Question

list the potential solutions to $2\log x - \log 3 = \log 3$ from least to greatest.
$x = \square$ or $x = \square$

Explanation:

Step1: Use logarithm power rule

Recall the logarithm power rule: \( n\log a=\log a^n \). Apply it to \( 2\log x \), we get \( 2\log x = \log x^2 \). So the equation \( 2\log x-\log 3=\log 3 \) becomes \( \log x^2-\log 3=\log 3 \).

Step2: Use logarithm quotient rule

Recall the logarithm quotient rule: \( \log a - \log b=\log\frac{a}{b} \). Apply it to \( \log x^2-\log 3 \), we have \( \log\frac{x^2}{3}=\log 3 \).

Step3: Set arguments equal

If \( \log a=\log b \) (assuming the same base), then \( a = b \) (for \( a>0,b>0 \)). So from \( \log\frac{x^2}{3}=\log 3 \), we get \( \frac{x^2}{3}=3 \).

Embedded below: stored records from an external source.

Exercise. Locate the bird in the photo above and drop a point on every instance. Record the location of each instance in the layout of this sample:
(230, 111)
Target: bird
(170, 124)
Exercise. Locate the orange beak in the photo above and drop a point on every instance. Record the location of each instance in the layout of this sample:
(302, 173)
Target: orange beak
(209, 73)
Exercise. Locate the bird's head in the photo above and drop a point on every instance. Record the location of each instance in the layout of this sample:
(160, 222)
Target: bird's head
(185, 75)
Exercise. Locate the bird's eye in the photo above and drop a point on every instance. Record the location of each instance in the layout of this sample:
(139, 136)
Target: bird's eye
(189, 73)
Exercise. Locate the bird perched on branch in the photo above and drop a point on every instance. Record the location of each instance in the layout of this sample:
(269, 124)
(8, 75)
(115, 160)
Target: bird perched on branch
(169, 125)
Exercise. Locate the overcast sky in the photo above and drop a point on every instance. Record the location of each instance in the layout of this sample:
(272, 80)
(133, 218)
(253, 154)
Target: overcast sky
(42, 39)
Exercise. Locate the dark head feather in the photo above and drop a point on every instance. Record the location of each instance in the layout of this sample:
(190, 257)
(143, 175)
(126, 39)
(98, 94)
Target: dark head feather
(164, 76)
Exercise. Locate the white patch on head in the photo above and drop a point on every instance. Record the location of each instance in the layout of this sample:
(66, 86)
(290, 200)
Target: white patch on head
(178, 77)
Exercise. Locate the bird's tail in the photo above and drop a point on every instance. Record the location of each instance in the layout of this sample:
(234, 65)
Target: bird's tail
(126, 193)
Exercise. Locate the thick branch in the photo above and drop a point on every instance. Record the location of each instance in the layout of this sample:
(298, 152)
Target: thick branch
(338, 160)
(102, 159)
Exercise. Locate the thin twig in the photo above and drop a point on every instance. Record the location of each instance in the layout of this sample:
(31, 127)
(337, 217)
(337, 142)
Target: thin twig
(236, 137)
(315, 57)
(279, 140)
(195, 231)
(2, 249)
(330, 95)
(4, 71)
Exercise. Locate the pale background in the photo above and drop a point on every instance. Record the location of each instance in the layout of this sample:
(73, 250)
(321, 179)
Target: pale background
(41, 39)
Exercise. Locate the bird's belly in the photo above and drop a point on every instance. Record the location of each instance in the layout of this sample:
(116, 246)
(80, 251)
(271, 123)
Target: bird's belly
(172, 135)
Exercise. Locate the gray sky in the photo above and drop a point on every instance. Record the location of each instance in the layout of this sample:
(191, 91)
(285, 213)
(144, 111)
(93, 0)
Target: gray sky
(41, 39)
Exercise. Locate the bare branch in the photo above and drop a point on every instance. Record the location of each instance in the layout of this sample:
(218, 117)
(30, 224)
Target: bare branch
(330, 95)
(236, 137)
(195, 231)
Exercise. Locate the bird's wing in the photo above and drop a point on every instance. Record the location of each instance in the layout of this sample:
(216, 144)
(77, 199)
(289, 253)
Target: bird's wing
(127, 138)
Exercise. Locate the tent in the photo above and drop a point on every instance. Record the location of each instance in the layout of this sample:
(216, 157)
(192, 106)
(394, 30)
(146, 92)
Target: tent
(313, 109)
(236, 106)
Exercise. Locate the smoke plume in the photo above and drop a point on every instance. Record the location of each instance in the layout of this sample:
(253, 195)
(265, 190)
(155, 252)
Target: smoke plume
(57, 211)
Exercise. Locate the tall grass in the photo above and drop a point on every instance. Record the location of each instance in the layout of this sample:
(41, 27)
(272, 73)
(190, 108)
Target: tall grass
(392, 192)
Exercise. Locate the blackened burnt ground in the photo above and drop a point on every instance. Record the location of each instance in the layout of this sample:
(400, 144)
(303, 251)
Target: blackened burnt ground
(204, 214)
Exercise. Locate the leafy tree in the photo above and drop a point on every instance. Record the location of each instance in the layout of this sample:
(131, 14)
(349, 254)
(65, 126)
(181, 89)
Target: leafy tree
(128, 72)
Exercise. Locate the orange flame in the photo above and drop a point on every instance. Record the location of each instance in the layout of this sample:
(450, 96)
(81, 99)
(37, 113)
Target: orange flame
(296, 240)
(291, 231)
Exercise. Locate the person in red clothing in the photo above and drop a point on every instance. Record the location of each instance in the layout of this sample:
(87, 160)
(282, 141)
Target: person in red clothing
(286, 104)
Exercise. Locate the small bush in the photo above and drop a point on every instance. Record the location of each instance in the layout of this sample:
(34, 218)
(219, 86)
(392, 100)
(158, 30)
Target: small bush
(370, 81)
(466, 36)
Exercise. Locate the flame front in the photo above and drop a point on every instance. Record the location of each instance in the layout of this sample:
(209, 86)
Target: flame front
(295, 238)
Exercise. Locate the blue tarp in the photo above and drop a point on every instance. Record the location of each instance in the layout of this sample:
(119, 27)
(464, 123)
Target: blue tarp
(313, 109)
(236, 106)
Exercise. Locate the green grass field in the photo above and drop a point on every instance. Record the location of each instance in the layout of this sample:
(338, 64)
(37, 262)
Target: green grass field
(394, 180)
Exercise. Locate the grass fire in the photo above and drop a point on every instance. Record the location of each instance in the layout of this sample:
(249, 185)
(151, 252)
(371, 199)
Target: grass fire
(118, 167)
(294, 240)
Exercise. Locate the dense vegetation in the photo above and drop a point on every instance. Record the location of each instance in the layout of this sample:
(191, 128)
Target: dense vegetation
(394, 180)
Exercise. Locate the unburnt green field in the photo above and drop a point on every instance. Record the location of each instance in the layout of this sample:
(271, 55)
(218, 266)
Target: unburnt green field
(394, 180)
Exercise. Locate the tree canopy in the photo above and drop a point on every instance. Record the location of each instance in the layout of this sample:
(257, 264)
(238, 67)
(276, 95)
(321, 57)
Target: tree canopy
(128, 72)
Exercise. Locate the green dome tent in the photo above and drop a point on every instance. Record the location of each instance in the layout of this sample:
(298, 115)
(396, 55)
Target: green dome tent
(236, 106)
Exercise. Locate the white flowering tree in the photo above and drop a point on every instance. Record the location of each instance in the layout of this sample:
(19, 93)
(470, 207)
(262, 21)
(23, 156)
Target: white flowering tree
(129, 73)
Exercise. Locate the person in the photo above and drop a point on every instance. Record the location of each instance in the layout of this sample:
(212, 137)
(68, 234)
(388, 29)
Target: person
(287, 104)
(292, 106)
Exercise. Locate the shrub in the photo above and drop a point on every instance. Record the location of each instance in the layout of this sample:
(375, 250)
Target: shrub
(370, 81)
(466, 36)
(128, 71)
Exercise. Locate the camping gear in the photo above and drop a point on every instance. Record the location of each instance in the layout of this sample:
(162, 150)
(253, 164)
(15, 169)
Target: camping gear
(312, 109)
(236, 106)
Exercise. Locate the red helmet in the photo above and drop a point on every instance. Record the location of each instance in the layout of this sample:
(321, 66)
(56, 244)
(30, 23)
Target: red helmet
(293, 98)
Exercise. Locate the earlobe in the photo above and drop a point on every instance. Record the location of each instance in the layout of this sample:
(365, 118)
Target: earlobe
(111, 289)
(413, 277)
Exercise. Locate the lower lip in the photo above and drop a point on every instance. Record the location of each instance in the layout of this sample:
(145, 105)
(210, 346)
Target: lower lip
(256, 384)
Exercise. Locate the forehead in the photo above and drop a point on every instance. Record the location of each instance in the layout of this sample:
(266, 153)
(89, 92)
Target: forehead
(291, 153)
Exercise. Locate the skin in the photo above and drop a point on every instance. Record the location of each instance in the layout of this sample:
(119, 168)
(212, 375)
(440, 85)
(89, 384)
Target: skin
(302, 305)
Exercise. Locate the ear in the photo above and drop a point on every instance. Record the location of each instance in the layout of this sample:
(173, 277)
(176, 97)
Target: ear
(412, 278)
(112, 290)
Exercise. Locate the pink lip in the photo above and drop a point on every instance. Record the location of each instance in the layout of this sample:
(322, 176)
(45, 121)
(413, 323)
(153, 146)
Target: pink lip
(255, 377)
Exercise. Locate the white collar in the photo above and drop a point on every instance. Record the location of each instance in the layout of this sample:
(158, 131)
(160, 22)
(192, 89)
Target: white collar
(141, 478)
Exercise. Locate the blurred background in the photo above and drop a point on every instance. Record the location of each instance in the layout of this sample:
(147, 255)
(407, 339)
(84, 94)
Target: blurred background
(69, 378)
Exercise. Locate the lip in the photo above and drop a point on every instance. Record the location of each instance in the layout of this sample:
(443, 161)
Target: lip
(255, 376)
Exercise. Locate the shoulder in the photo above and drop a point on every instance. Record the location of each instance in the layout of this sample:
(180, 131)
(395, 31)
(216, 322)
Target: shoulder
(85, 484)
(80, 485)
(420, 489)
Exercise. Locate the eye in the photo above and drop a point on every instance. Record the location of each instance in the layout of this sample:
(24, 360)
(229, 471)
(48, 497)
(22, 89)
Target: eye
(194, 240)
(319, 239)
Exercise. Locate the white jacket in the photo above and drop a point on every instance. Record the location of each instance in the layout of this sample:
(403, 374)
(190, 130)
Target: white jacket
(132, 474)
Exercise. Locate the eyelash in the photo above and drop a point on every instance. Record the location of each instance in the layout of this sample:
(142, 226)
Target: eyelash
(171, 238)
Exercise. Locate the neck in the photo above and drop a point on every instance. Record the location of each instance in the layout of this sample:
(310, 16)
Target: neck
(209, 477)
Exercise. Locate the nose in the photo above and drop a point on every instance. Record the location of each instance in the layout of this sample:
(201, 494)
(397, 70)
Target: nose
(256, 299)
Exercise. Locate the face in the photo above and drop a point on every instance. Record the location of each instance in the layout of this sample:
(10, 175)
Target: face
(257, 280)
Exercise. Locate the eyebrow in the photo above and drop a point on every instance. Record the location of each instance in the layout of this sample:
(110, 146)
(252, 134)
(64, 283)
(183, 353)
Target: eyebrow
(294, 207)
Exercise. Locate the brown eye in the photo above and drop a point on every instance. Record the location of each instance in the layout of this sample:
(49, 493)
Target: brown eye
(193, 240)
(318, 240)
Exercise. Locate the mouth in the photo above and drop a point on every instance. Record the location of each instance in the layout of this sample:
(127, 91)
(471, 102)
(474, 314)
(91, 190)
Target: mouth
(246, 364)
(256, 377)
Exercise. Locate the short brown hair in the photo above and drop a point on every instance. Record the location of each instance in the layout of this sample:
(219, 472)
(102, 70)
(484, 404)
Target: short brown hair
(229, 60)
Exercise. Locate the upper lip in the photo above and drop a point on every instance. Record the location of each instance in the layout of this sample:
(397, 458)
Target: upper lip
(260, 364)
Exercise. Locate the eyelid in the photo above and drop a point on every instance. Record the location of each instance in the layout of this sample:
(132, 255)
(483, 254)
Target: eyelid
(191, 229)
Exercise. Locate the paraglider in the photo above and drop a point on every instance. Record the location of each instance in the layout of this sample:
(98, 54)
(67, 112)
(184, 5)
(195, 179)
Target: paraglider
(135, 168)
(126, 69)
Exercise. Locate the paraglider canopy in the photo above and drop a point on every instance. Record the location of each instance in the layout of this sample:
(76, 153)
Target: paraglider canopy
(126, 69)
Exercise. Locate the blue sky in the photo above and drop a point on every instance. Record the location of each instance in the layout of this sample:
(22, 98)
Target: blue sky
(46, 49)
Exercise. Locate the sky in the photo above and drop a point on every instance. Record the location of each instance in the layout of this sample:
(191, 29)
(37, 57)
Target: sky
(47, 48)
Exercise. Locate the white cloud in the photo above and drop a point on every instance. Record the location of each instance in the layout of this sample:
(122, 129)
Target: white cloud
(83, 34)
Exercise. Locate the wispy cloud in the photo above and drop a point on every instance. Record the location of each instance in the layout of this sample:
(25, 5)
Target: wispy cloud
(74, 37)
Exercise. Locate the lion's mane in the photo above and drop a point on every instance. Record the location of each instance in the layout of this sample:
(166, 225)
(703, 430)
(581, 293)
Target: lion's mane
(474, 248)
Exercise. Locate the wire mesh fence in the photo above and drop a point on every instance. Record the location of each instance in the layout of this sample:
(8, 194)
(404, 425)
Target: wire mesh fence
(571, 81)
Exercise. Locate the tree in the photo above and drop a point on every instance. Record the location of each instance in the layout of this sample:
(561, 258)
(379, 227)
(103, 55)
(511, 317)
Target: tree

Step4: Solve for \( x^2 \)

Multiply both sides of the equation \( \frac{x^2}{3}=3 \) by 3: \( x^2=3\times3 = 9 \).

Step5: Solve for \( x \)

Take the square root of both sides: \( x=\pm\sqrt{9}=\pm 3 \). But we need to check the domain of the original logarithmic function. The argument of a logarithm must be positive, so for \( \log x \), \( x>0 \). So \( x=- 3 \) is not in the domain. So the only valid solution is \( x = 3 \). Wait, but the problem says "potential solutions", so we consider the algebraic solutions first (before domain check). So the potential solutions come from \( x^2 = 9 \), so \( x=-3 \) or \( x = 3 \).

Answer:

\( x=-3 \) or \( x = 3 \) (when listing from least to greatest, first \( -3 \), then \( 3 \))